The walk will be a free outdoor show as Wallenda launches a three-week run at Circus Sarasota. City leaders are also hoping to showcase Sarasota scenery as a backdrop to Wallenda's stunt.

"I wanted to do something for my hometown," Wallenda said. "My hometown has been so supportive of me."

Wallenda, a Sarasota native, comes from the famous circus family that included his great grandfather Karl Wallenda, who fell to his death during a performance in Puerto Rico in 1978.

On Tuesday, Wallenda plans to walk a wire from a crane near the city's Unconditional Surrender statue of the sailor and the nurse on Sarasota's bayfront, across the street to Marina Tower, landing on someone's balcony.

City officials signed off at a meeting this week, but the Florida Department of Transportation still needs to approve the plan to shut down U.S. 41 during the stunt in order for it to go forward. The performance is scheduled to start at 10:30 am.

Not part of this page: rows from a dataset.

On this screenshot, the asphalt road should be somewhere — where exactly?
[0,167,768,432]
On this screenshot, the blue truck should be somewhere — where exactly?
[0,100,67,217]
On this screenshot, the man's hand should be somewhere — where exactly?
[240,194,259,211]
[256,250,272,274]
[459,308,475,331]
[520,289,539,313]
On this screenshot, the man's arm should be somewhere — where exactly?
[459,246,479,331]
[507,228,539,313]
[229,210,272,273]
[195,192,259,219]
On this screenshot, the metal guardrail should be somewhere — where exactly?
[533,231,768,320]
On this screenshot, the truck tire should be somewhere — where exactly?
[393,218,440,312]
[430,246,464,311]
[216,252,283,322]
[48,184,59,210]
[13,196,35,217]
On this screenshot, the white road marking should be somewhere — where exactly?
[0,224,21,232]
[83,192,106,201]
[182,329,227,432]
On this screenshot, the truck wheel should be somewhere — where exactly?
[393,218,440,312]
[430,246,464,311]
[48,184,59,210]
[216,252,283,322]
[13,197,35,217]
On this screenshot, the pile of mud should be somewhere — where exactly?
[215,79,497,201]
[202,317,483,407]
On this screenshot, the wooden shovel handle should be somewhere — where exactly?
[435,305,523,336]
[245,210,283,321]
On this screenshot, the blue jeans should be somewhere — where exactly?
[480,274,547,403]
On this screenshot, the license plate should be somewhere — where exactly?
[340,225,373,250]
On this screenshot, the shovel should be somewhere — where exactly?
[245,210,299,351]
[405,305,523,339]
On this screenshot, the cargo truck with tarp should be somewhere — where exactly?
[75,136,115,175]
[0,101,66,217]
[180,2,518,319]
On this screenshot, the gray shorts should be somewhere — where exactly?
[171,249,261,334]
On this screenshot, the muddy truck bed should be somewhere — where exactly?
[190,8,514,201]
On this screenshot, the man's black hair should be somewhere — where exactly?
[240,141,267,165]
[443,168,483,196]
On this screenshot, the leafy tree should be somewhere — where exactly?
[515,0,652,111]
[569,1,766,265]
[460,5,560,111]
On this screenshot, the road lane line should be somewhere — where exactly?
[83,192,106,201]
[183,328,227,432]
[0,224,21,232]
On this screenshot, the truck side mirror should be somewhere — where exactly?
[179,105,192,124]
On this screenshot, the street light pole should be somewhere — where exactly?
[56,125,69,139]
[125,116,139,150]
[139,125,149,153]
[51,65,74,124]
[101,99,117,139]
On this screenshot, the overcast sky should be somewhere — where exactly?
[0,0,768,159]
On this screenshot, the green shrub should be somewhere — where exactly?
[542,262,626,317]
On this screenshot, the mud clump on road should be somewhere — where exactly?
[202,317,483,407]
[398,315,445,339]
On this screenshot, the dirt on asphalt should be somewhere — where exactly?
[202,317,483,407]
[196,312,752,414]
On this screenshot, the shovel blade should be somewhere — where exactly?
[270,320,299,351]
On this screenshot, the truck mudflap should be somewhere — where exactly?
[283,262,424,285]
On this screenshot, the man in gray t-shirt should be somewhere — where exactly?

Unlike Wallenda's highly publicized walk across Niagara Falls last summer, this walk is planned without a safety tether that could catch Wallenda if he stumbles. Wallenda says his contract for the live televised Niagara Falls walk required him to wear one, but he has made it clear he prefers to work without one.

City officials gave him a green light for the walk without the safety line, going against a staff recommendation on the issue.

"He is the legacy of the Wallenda family," said Mayor Suzanne Atwell. "We have love for Nik.

We have passion for Nik. We have faith in Nik and trust in Nik."

Wallenda said he would have found another spot over private property – rather than over public land on the bayfront – if city officials required a tether.

Although he is outspoken about his dislike for wearing safety tethers during walks, Wallenda says he is well aware of the risks of his job.

"When you become complacent that's when something happens whether it be a gust of wind or a slip on the wire or a trip," he said "There's something that wakes you up."